Port Houston CEO Charlie Jenkins said cargo activity is already recovering in May, with imports once again driving growth. The April slowdown appears temporary rather than structural.
Vessel traffic up despite container softness
Vessel visits climbed 6% year over year in April to 754 calls, according to Jenkins. Larger vessels moving through the Houston Ship Channel are helping drive export growth, particularly energy-related commodities.
"Export tonnage is up 19% this year," Jenkins said during the Port Commission meeting Wednesday. "Crude oil, refined products, petroleum gases are driving a lot of this growth."
Port Houston remained the world's top export gateway for liquefied petroleum gases such as propane, butane and methane. "Exports of petroleum gases are up 33%, and we remain the number one port in the world for gases like butane, propane and methane," Jenkins said.
What the container dip means for truckers
The 10% month-over-month drop in TEUs translates to fewer drayage loads moving out of Port Houston terminals in April. For owner-operators and small fleets running Houston-area port work, the April slowdown likely meant thinner dispatch boards and more competition for available containers.
The 18% year-over-year decline in empty export containers signals weaker outbound freight demand: a pattern that typically compresses drayage rates as carriers chase fewer loads. Empty repositioning moves pay less than loaded hauls, and when empty volumes drop, it often reflects shippers holding off on export commitments.
If May's recovery holds as Jenkins indicated, drayage capacity should tighten again as import volumes climb. The timing matters for small fleets: a one-month dip can be absorbed, but a sustained decline would force carriers to look outside port work for revenue.
Energy exports offset container weakness
The 19% year-over-year increase in export tonnage, driven by crude oil, refined products, and petroleum gases, represents a different freight segment than containerized cargo. Energy exports typically move by pipeline, tanker, or specialized bulk carrier, not by truck, so the tonnage surge doesn't directly translate to more loads for dry van or flatbed carriers.

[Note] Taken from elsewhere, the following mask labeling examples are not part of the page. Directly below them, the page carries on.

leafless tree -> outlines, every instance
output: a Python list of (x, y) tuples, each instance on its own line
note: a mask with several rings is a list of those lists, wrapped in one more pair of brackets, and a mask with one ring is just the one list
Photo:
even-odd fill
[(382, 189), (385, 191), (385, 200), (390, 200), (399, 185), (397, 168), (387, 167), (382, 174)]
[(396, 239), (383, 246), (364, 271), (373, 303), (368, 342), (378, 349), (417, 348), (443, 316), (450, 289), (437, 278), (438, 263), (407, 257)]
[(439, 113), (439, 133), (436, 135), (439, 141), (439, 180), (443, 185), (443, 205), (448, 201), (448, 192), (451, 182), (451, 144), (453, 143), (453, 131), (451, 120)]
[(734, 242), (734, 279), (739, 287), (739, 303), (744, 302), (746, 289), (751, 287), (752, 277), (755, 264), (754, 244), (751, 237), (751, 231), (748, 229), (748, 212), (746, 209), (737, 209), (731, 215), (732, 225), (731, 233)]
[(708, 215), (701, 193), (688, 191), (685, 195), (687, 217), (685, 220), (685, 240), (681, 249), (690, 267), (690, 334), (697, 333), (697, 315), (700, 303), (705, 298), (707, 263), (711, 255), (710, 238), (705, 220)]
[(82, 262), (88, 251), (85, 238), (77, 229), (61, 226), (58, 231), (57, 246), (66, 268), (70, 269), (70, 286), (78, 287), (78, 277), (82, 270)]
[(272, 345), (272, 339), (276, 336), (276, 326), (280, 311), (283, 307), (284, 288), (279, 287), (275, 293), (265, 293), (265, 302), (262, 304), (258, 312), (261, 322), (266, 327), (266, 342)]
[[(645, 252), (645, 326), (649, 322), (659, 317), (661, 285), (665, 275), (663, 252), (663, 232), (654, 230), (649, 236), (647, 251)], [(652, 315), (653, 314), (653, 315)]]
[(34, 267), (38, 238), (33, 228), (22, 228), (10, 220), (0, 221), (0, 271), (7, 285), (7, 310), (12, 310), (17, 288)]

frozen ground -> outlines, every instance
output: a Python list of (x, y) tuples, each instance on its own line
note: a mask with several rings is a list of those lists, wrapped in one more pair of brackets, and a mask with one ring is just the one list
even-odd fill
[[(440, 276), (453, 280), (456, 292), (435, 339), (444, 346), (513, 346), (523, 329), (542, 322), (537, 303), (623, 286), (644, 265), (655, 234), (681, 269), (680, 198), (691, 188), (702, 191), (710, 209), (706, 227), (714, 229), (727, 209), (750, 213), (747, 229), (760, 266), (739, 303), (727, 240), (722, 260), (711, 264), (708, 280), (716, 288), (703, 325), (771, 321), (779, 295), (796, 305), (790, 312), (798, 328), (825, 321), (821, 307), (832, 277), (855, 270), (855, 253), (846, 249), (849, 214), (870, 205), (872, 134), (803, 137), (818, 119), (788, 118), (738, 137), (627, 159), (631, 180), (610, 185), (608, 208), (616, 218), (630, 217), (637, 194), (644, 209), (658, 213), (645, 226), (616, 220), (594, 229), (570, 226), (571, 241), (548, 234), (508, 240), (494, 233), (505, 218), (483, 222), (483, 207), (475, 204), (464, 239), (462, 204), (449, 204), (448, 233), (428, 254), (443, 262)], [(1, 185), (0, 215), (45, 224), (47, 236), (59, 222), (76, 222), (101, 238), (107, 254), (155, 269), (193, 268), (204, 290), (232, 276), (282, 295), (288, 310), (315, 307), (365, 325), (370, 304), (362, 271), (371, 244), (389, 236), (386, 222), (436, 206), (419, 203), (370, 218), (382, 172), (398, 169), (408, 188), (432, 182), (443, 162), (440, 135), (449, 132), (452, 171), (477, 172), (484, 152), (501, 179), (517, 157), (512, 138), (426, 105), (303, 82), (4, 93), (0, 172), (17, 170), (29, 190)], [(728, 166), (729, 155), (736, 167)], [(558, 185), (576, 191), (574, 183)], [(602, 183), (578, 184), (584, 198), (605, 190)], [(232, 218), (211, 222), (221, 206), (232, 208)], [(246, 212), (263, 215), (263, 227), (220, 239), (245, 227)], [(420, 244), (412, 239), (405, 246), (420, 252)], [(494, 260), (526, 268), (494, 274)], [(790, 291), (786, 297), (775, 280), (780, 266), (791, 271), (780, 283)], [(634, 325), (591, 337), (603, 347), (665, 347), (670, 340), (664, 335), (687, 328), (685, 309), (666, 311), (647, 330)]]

However, the vessel traffic increase (6% year over year) suggests Port Houston's overall activity remains strong despite the container softness. More vessel calls can mean more chassis demand, more gate turns, and more ancillary drayage work even when box counts dip.
The recovery timeline
Jenkins' statement that cargo activity is "already recovering in May" suggests the April dip was a one-month event rather than the start of a sustained downturn. For small fleets and owner-operators running Houston port lanes, the question is whether May's rebound restores load counts to March levels or simply stops the decline.
The year-to-date container volume figure, down just 1% through April, indicates Port Houston is holding close to 2025 pace despite the April drop. That's a different picture than ports seeing sustained double-digit declines, which would signal structural demand weakness.
For carriers deciding whether to add Houston port work or shift capacity elsewhere, the May data will matter more than April's. A single-month dip can reflect timing quirks: vessel bunching, holiday effects, or shipper inventory adjustments. Two consecutive months of decline would suggest a lane-level problem worth avoiding.
The spot rate environment has firmed across all three segments in recent weeks, which may pull some capacity away from port drayage and into over-the-road lanes where per-mile rates have climbed. If May's Port Houston rebound coincides with continued spot rate strength, drayage carriers may face a choice: chase higher-paying OTR loads or stick with port work that offers more predictable volume.